Smithers was chosen as a key divisional point for the Grand Trunk Pacific Railway in British Columbia, even though the developers initially looked at other central spots near Aldermere. The speculators had even tried to promote a future new city at Hubert, east of Telkwa, but the railway had already decided on this location.
The railway was trying to avoid sharing land sale profits with those speculators, so they picked this swampy ground west of Telkwa, at the foot of Hudson Bay Mountain. They named the new headquarters Smithers, after Sir Alfred Smithers, the chairman of the GTP board. The Railway Commission approved this station site in March 1913. Surveying started in April, and by August, 100 of the 160 acres for the town site were cleared. The railyards, also 160 acres, were cleared by September. The railhead reached here in July, and the first passenger train came through in October of that year.
Even though they dug ditches for drainage, the subsoil here was layers of quicksand and clay, which meant they had to drive piles for building foundations.
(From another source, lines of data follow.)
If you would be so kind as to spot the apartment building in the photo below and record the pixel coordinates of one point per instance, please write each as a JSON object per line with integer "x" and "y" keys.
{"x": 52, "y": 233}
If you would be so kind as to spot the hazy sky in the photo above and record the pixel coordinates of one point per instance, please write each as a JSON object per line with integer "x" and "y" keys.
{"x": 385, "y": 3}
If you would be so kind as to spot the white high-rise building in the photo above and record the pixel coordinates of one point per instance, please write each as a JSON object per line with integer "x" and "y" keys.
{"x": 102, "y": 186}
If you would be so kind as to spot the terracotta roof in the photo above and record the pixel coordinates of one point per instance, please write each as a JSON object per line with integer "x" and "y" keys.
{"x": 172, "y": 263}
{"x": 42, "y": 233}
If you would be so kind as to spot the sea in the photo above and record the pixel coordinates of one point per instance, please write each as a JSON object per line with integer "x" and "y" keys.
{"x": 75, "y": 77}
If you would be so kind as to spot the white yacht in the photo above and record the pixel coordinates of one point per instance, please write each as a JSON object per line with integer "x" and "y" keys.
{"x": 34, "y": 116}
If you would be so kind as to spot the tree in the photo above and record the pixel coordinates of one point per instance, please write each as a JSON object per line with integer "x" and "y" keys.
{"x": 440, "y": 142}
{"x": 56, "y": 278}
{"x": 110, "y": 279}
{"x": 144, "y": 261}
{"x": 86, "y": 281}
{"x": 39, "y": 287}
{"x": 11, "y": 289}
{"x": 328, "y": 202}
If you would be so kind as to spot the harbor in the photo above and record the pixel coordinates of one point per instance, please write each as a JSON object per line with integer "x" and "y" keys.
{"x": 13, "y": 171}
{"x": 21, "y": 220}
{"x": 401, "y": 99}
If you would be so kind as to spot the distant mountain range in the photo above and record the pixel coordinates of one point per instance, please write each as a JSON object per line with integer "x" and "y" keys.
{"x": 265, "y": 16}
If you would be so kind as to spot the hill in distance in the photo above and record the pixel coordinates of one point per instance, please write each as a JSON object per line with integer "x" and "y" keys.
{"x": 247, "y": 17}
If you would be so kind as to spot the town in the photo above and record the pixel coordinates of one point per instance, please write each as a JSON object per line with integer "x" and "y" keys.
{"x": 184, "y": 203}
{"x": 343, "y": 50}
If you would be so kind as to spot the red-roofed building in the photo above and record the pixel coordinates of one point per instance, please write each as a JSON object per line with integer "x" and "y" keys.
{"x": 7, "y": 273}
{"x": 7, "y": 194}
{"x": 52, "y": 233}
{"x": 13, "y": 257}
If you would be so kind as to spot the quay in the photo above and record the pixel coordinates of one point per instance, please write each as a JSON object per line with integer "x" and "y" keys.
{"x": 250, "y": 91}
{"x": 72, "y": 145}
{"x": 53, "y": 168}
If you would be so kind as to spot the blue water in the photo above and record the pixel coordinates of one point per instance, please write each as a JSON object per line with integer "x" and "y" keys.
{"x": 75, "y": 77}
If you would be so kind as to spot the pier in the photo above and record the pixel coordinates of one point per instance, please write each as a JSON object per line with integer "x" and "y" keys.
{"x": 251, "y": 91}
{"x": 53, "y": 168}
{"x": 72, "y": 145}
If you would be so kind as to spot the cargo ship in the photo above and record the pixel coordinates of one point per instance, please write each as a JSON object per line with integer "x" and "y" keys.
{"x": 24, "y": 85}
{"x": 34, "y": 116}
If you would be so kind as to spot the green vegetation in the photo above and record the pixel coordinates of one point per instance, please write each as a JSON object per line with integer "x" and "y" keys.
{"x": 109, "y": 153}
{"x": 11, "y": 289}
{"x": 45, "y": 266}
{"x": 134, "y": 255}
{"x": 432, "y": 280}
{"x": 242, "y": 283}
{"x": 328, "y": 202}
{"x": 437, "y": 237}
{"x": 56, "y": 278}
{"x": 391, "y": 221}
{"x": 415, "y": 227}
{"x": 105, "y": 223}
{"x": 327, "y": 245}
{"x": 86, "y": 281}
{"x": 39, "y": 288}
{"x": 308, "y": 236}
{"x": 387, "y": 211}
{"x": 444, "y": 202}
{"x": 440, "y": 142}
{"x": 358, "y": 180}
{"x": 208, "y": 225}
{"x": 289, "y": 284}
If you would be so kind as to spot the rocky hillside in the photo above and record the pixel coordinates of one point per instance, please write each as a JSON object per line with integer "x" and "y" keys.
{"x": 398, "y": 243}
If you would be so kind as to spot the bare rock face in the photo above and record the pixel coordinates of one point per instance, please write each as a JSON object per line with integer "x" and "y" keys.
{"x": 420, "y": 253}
People complained to the GTP about the swampy road conditions, but nothing was done. The temporary train station built in 1915 was replaced in 1919 with a new building. For many decades, the railway was the main employer, but by the 1950s, the number of employees started to decrease. In 1994, the Smithers Community Services Association bought the station building.
The original street layout was designed by professional landscape architects to accommodate up to 10,000 people, and the town mostly followed this plan for decades. However, the original design didn't account for the topography or soil conditions, so some lots on slopes, near creeks, or in flood plains couldn't be developed. Main Street was the commercial heart, with the train station and Alfred Park at one end and Central Park at the other, which is now the intersection with Highway 16. Residential areas spread out from there. In 1972, Main Street adopted an alpine theme.
By 1914, Smithers had two newspapers, two banks, three churches, a three-story hotel, stores, a telephone system, and electricity. After the Telkwa fire in 1914, which destroyed 13 downtown buildings, many businesses moved here. The large GTP payroll helped attract more settlers and businesses. Initial hopes were for a population of 5,000 by 1915, but that wasn't reached until 1991. The population actually fell during World War I, to 350 in 1918, before rising to 520 by 1920.
The post office was finished, and J. Mason Adams was the first postmaster from 1913 to 1914. A school was established in April 1914, with Miss Mary K. Downey as the first teacher, and a permanent building replaced the temporary one in the Methodist Church in 1915. In 1920, a two-story hospital with 15 beds opened. Smithers became the first incorporated village in British Columbia in 1921.